What us the compromise? Mist medical research centers go just, token university research continues to justify guys like Kropotkin, giving sob stories. That medicine only exists because of our system. You destroy that system, you fuck everyone over after you, who will die of uncureable diseases that never had a laboratory competent, motivated, and equipped well enough to succeed. We will all die of the lack of some medical marvel someday, that could of saved us… just unfortunate when we create a system that enforces it on us. I prefer progress forward, not forcing a step back in the wrongfully attributed name of humanity. It if far better to storm the horizons for cures as rapidly as possible, while preserving quality. Capitalism and free markets will do the rest, patents don’t last forever. You may die, but many others will live. It is scary to follow in South Africa’s cursed path.

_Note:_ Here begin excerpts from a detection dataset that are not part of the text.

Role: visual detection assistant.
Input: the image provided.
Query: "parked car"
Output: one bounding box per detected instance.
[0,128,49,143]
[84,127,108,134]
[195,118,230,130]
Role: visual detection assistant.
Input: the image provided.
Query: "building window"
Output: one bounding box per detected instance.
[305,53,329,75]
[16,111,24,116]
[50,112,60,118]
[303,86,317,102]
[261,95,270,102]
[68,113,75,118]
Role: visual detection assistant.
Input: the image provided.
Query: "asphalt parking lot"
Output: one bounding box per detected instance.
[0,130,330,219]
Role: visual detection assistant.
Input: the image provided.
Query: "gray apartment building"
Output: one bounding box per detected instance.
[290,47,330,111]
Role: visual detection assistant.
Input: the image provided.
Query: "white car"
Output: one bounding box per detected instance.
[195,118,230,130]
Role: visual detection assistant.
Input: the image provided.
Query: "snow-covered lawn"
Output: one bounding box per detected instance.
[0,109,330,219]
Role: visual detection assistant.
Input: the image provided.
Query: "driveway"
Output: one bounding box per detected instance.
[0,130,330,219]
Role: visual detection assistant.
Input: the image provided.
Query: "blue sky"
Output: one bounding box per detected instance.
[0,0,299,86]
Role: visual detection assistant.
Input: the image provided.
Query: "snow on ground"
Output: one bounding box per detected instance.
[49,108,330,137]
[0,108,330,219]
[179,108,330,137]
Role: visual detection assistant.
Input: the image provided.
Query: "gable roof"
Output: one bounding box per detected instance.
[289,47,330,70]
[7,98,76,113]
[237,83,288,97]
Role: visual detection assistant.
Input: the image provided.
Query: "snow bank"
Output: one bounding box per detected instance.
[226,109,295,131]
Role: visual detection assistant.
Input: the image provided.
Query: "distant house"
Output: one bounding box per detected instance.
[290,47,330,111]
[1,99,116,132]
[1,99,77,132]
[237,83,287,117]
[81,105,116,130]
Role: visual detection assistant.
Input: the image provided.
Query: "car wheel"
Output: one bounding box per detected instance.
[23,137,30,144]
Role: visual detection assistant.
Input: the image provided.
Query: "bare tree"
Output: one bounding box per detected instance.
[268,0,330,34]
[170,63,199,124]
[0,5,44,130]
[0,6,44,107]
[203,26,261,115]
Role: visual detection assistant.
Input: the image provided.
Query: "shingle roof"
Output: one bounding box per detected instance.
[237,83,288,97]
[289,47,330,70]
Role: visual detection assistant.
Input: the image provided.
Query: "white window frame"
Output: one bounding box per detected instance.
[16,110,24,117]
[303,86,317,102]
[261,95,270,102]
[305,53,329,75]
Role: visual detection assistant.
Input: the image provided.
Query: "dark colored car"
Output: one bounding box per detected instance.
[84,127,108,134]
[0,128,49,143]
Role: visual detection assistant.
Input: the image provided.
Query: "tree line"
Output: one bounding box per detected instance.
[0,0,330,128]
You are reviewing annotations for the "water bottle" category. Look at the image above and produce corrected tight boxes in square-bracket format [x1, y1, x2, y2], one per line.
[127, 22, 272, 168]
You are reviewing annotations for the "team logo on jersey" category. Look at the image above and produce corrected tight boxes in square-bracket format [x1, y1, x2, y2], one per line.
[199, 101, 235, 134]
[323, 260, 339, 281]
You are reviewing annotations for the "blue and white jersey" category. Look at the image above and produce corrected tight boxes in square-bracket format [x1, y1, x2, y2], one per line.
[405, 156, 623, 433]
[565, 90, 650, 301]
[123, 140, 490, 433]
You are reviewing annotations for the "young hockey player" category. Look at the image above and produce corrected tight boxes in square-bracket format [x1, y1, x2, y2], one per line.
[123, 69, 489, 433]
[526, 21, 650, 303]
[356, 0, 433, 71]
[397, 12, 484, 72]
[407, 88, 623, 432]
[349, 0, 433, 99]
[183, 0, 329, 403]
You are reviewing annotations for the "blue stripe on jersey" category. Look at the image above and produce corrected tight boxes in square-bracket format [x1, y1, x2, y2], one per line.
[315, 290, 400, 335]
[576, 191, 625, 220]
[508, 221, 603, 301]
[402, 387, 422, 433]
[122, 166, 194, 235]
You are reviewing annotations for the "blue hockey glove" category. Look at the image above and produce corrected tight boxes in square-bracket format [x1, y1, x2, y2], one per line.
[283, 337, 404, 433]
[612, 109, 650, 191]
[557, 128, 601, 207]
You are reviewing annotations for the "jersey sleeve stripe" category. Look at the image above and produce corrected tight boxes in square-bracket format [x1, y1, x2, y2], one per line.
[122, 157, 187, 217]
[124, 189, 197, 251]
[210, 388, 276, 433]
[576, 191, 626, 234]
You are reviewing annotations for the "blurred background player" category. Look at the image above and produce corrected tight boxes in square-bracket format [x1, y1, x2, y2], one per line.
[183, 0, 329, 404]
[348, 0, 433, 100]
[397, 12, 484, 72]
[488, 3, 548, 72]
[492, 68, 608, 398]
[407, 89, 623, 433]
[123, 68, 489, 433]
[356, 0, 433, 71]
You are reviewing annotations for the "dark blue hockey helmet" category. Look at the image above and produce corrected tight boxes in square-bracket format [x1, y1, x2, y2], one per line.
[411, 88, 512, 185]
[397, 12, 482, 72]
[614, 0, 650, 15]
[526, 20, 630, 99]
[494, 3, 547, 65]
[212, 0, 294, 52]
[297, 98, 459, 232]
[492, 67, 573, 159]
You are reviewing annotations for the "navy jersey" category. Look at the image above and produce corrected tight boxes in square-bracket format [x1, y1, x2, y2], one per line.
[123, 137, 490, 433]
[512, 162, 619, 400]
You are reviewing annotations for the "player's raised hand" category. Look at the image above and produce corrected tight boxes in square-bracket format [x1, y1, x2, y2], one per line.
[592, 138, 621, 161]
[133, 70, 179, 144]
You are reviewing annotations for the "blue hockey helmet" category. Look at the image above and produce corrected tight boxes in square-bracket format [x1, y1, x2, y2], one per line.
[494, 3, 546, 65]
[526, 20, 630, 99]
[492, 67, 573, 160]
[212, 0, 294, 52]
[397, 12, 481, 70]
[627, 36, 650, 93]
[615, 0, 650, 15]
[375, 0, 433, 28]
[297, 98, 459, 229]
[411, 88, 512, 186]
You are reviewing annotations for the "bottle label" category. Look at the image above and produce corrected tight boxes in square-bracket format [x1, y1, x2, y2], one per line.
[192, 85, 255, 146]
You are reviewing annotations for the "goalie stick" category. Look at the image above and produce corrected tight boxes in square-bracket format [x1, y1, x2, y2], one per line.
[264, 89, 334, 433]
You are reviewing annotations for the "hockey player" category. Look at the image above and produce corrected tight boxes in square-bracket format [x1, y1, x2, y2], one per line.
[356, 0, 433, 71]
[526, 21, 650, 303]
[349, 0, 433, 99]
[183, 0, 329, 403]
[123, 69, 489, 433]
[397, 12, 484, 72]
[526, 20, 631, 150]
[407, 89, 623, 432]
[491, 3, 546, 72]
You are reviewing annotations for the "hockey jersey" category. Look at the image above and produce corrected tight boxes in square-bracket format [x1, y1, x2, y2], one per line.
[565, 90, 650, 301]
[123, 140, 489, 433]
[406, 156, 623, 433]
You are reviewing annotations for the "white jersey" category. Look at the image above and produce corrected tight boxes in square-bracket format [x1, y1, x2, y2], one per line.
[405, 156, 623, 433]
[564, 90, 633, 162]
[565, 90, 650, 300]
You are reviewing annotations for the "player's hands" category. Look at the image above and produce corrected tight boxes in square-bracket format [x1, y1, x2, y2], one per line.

Honorable mention to Nestle, since wevare talking future mars:

theverge.com/2014/6/23/58353 … replicator

…then all we need is the sonic shower, and the transporter, and we’re good to go :slight_smile:

The billions of pounds a week that we give to the EU (to help fund other countries services) should really be going to our own cash-strapped NHS… I’d say our health service is on rations… they won’t book any hospital appointments in unless your as sick as…

Carleas… why would your healthcare service need to be rationed if it’s not publicly funded? or is it about keeping insurance costs down for you guys?

:neutral_face:

In my experience (as a fatigue sufferer :stuck_out_tongue: ) not treating minor cases can often lead to a person’s health spiralling out of control, and probably costing the tax-payer much more money in the long run.

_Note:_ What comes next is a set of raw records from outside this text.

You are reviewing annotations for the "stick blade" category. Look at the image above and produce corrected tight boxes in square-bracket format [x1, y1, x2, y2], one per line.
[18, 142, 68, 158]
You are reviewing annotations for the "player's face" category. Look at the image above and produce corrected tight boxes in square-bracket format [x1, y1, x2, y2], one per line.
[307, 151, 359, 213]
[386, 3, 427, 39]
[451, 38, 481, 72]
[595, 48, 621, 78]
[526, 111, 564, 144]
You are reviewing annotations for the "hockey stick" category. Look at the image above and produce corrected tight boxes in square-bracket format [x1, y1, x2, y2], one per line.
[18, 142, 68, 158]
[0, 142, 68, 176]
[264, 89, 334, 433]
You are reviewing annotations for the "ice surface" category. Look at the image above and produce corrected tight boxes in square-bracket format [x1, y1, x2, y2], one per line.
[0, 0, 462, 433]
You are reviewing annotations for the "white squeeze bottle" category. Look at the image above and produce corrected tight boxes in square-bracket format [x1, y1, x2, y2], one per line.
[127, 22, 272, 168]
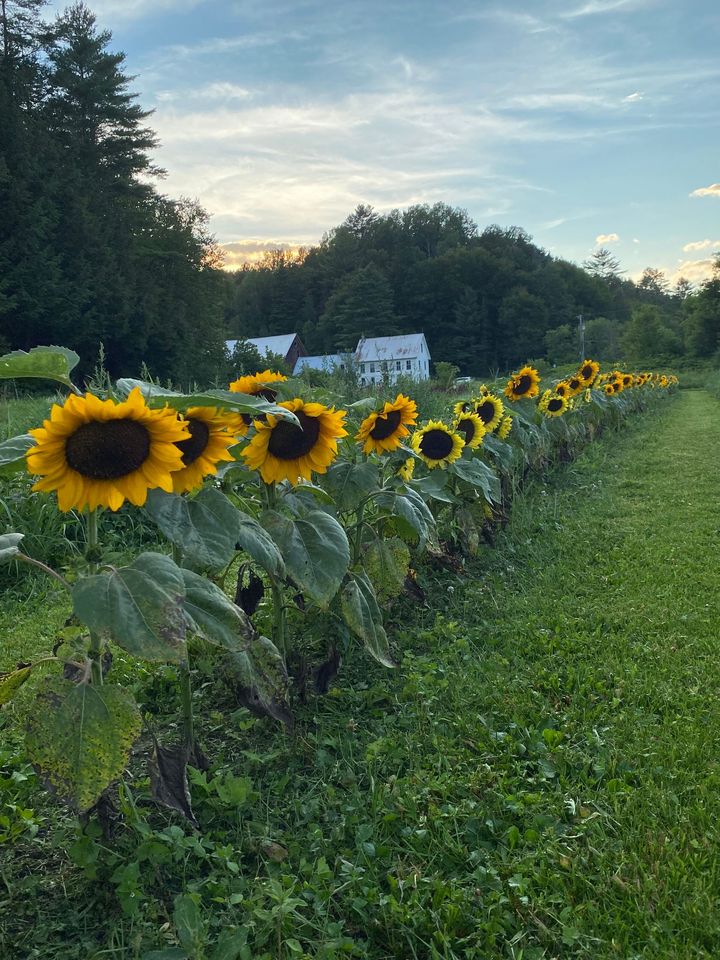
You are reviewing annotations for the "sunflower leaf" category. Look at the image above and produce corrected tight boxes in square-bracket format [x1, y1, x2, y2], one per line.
[340, 571, 397, 667]
[0, 434, 35, 477]
[324, 461, 380, 511]
[145, 487, 239, 572]
[182, 570, 255, 652]
[0, 533, 25, 563]
[0, 347, 80, 387]
[117, 377, 298, 423]
[260, 509, 350, 609]
[72, 553, 186, 663]
[448, 457, 500, 503]
[25, 677, 142, 813]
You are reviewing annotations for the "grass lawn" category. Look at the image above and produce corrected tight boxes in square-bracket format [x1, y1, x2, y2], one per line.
[0, 390, 720, 960]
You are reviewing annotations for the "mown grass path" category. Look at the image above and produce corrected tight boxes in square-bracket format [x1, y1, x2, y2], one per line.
[456, 391, 720, 958]
[0, 391, 720, 960]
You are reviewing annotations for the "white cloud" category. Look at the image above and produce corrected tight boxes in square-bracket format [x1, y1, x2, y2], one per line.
[683, 240, 720, 253]
[690, 183, 720, 197]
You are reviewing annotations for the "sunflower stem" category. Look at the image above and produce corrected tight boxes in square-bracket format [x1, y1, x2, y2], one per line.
[180, 663, 195, 753]
[270, 575, 287, 660]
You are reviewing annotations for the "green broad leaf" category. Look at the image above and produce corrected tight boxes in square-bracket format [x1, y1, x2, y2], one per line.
[408, 470, 458, 503]
[25, 677, 142, 813]
[145, 487, 239, 572]
[340, 571, 396, 667]
[117, 377, 298, 423]
[182, 570, 255, 652]
[0, 434, 35, 477]
[324, 460, 380, 511]
[225, 636, 294, 732]
[363, 537, 410, 600]
[375, 488, 435, 547]
[260, 509, 350, 609]
[0, 533, 25, 564]
[0, 667, 32, 707]
[448, 457, 500, 503]
[0, 347, 80, 387]
[72, 553, 186, 663]
[236, 511, 285, 577]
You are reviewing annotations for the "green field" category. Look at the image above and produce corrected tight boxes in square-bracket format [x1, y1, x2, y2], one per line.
[0, 390, 720, 960]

Spoken like a true elitist and aristocrat. Carleas has finally revealed his hand. :laughing:

Now we can finally take a rare glimpse inside the mind of Carleas revealed to all publicly here.

Over here, that is what private healthcare is for… preferential treatment.

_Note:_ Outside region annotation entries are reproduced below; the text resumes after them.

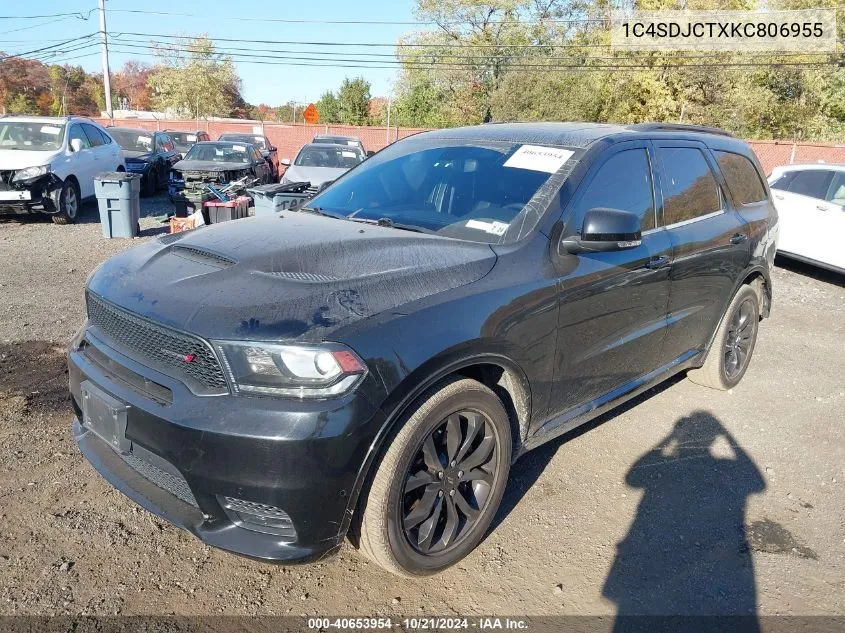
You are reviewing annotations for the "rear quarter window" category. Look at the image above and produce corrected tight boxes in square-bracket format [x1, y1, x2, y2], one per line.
[713, 151, 766, 204]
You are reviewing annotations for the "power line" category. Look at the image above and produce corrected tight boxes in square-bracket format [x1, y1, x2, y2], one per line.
[115, 40, 831, 68]
[105, 49, 831, 71]
[115, 38, 834, 63]
[0, 33, 96, 63]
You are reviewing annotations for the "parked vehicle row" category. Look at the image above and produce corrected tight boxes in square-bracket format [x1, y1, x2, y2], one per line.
[0, 116, 126, 224]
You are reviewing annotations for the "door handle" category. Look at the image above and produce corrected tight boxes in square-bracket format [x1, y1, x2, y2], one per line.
[645, 256, 671, 270]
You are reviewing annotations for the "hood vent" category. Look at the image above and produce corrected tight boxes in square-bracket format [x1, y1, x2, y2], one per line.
[269, 271, 337, 284]
[170, 244, 238, 268]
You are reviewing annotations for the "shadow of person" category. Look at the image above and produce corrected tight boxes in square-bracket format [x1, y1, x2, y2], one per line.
[602, 411, 766, 631]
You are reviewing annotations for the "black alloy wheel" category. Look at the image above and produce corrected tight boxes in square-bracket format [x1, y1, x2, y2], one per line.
[400, 410, 496, 555]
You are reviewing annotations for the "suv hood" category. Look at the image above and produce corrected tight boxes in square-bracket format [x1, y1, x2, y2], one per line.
[0, 149, 61, 170]
[285, 165, 349, 187]
[89, 212, 496, 342]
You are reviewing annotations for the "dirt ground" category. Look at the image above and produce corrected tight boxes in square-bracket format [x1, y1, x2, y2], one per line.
[0, 198, 845, 616]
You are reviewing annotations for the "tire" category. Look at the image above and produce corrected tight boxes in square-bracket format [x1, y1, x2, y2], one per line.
[357, 378, 511, 578]
[141, 167, 158, 198]
[52, 178, 82, 224]
[687, 285, 760, 391]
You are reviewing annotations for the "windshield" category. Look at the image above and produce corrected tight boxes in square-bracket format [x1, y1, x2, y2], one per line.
[167, 132, 197, 147]
[108, 127, 153, 152]
[185, 143, 251, 165]
[306, 137, 573, 243]
[0, 121, 65, 152]
[220, 134, 267, 149]
[311, 136, 361, 147]
[293, 145, 364, 169]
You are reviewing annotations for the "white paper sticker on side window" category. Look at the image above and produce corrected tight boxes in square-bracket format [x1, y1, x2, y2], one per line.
[505, 145, 575, 174]
[464, 220, 510, 235]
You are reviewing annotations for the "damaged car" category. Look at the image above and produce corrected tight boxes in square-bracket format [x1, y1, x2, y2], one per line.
[217, 132, 279, 182]
[68, 123, 778, 577]
[0, 116, 125, 224]
[108, 127, 182, 196]
[170, 141, 273, 215]
[282, 143, 365, 193]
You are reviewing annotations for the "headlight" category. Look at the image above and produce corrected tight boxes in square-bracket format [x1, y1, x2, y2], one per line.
[12, 165, 50, 182]
[214, 341, 367, 399]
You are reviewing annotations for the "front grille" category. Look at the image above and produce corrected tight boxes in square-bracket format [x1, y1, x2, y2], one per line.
[88, 292, 228, 395]
[120, 453, 199, 508]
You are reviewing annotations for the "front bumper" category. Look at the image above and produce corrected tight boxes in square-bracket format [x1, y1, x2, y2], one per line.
[68, 332, 381, 563]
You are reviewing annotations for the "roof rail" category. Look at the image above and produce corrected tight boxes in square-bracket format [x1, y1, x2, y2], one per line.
[628, 123, 734, 138]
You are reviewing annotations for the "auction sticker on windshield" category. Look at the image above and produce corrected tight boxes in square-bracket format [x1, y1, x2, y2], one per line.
[504, 145, 575, 174]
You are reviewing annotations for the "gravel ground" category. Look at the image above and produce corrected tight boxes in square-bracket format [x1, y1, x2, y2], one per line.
[0, 197, 845, 617]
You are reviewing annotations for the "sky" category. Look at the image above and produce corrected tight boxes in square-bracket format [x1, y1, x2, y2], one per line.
[0, 0, 421, 106]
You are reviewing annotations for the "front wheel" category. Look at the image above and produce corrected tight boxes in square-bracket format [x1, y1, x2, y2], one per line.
[359, 378, 511, 578]
[52, 179, 81, 224]
[687, 285, 760, 391]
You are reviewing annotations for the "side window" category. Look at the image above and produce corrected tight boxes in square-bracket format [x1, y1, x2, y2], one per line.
[713, 151, 766, 204]
[657, 147, 722, 225]
[789, 169, 833, 200]
[576, 149, 654, 231]
[67, 123, 91, 149]
[825, 171, 845, 207]
[81, 123, 103, 147]
[769, 171, 798, 191]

Isn’t social equality a beautiful thing? :laughing:

Nigel, is that you…?

It’s interesting how quickly the sub-Nietzschean neo-fascists bring up socialism in a thread where the OP made no mention of it. But then they’d need to engage with the philosophical content otherwise…

That being said, I do think that in order to ration healthcare you will need to rationalise, and thus instrumentalise, its management. This means that certain arbitrary decisions will be made as we see in national health systems like the UK all the time. In effect, these sorts of calculations often take place both at the macro and the micro level within any type of healthcare system. What this would require, in other words, is a comprehensive system of public health education in order to clarify decision-making procedures within the healthcare system to patients and to help them to make informed judgements about their own health. On a small scale like the Mars colony that seems quite achievable, but at the national level where the system is going to be accessed by millions of people that becomes very tricky indeed.

Still others would say to ration healthcare for individuals is itself authoritarian or fascist.

Well, neo liberals are a different brand of fascists, are they not? Similar they are to their communist or socialist cousins but not entirely identical.

They might, yes, and in certain circumstances they’d be right, which is one of the things my analysis was referring to with the potential for instrumentalism.

No, I wouldn’t say so, but then you’re talking about terms in political economy (at least in respect of neoliberalism and socialism) that are either contested or broadly-based, depending on your perspective.

Alright, then I take it we’re in agreement with that.

Well, I would argue that neo liberalism and liberalism in general was born out of socialist thought historically.

Liberalism is kinda like moderate socialism whereas communism is socialism taken to the extreme.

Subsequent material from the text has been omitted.